How to Run Hugging Face LLMs with LlamaEdge on Your Own Device

Feb 02, 2024 • 4 minutes to read

Open-source large language models are evolving at an unprecedented rate, with new releases occurring daily. This rapid pace of innovation poses a challenge: How can developers and engineers quickly adopt the latest LLMs? LlamaEdge offers a compelling answer. Powered by the llama.cpp runtime, it supports any models in the GGUF format.

In this article, we'll provide a step-by-step guide to running a newly open sourced model with LlamaEdge. With just the GGUF file and corresponding prompt template, you'll be able to quickly run emergent models on your own.

Understand the command line to run the model

Before running new models, let’s break down the key parts of an example LlamaEdge command. We will take the classic Llama-2-7b model as an example.

wasmedge --dir .:. --nn-preload default:GGML:AUTO:llama-2-7b-chat.Q5_K_M.gguf llama-chat.wasm --prompt-template llama-2-chat
  • wasmedge - Starts the WasmEdge runtime secure sandbox
  • --dir - Specifies the model file directory
  • --nn-preload default:GGML:AUTO: - Loads the WasmEdge ML plugin (ggml backend) and enables automatic hardware acceleration
  • llama-2-7b-chat.Q5_K_M.gguf - The LLM model file name (case sensitive name)
  • llama-chat.wasm - The wasm app that provides a CLI for you to “chat” with LLM models that runs on your PC. You can also use llama-api-server.wasm to create an API server for the model.
  • --prompt-template llama-2-chat - Specifies the type of the prompt template suitable for llama-2-7b-chat model.

Understanding these core components will help construct new commands.
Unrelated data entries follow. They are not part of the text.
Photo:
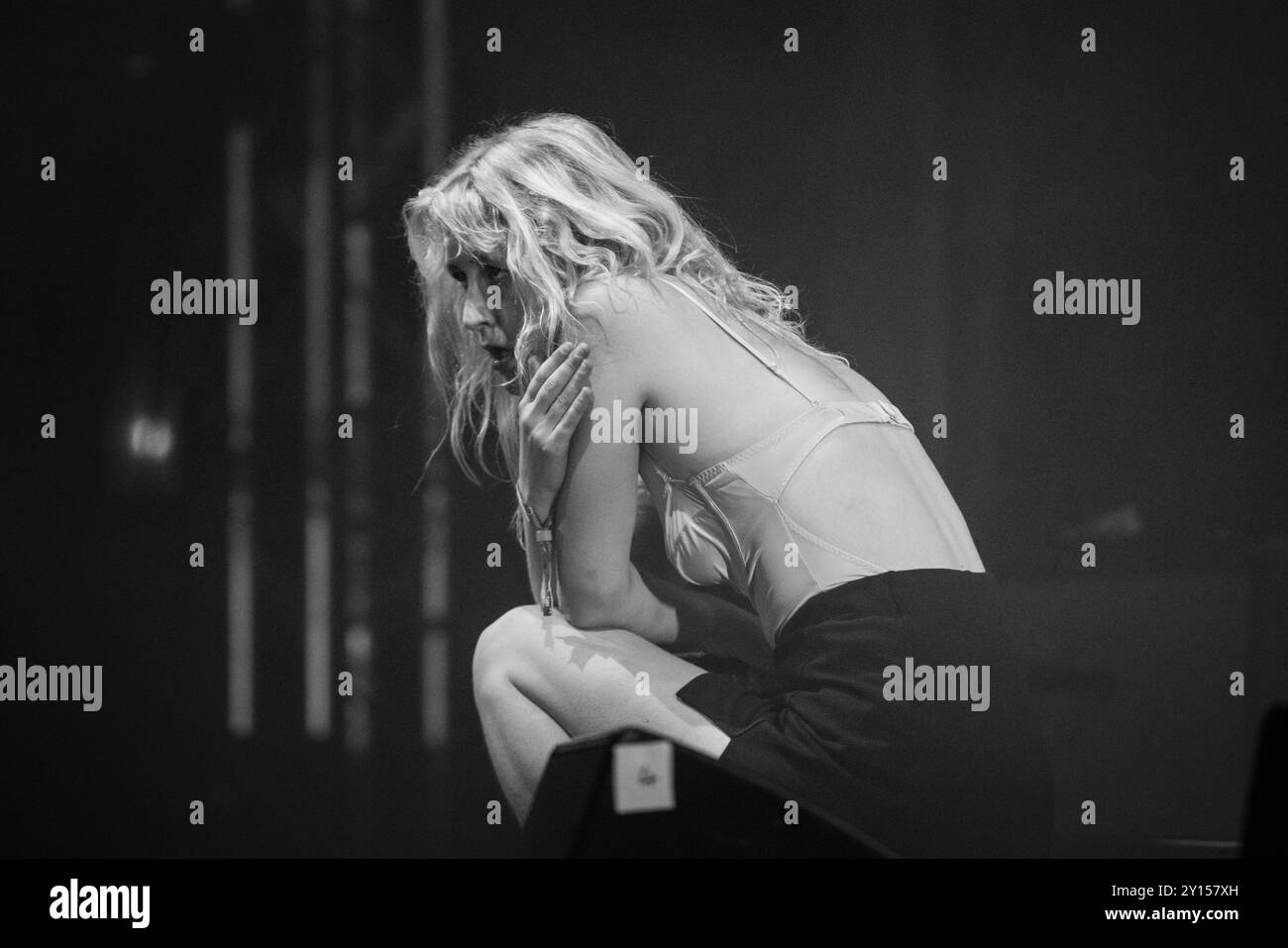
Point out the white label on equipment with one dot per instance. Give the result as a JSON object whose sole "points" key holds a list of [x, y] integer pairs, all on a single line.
{"points": [[643, 777]]}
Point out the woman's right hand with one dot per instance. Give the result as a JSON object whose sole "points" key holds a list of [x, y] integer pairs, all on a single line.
{"points": [[549, 412]]}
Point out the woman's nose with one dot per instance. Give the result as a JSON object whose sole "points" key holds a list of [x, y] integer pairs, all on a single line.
{"points": [[476, 316]]}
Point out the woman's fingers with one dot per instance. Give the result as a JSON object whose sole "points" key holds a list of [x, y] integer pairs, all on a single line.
{"points": [[571, 390], [544, 371], [559, 378], [581, 402]]}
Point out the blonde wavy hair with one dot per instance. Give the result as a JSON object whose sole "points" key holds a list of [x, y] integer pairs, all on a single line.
{"points": [[561, 201]]}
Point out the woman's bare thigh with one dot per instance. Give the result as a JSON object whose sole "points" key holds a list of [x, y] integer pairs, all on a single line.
{"points": [[593, 681]]}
The model file and prompt template vary across new LLMs, while the surrounding runtime configuration remains consistent.

Run a new model with LlamaEdge

Once you understand LlamaEdge command components, running new LLMs is straightforward with just the model file and prompt template. Let's walk through an example using Nous-Hermes-2-Mixtral-8x7B.

Step 1: Obtain the Model File

First, check if there is a GGUF format file available for the model. Helpful sources:

Luckily, the Nous Hermes team released GGUF files on Huggingface. GGUF models typically end in “.gguf”.

Step 2: Identify the Prompt Template Next, let’s find the prompt template of this model. Normally, the model team will tell users the prompt template and prompt type in the model card page. The following image is from Nous-Hermes-2-Mixtral-8x7B-DPO-GGUF Huggingface page. The model card on Huggingface specifies Nous-Hermes-2-Mixtral-8x7B uses the ChatML template.


Next, we need to check if LlamaEdge supports the ChatML prompt template needed for this model. LlamaEdge supports the following prompt templates. You can also reference the LlamaEdge documentation for a table mapping each template name to the expected prompt format.

  • baichuan
  • belle
  • chatml
  • deepseek
  • intel
  • llama
  • mistral
  • openchat
  • solar
  • vicuna
  • wizard
  • zphyr

Fortunately, ChatML is in the list of supported templates. This means we have everything needed to run the Nous-Hermes-2 model.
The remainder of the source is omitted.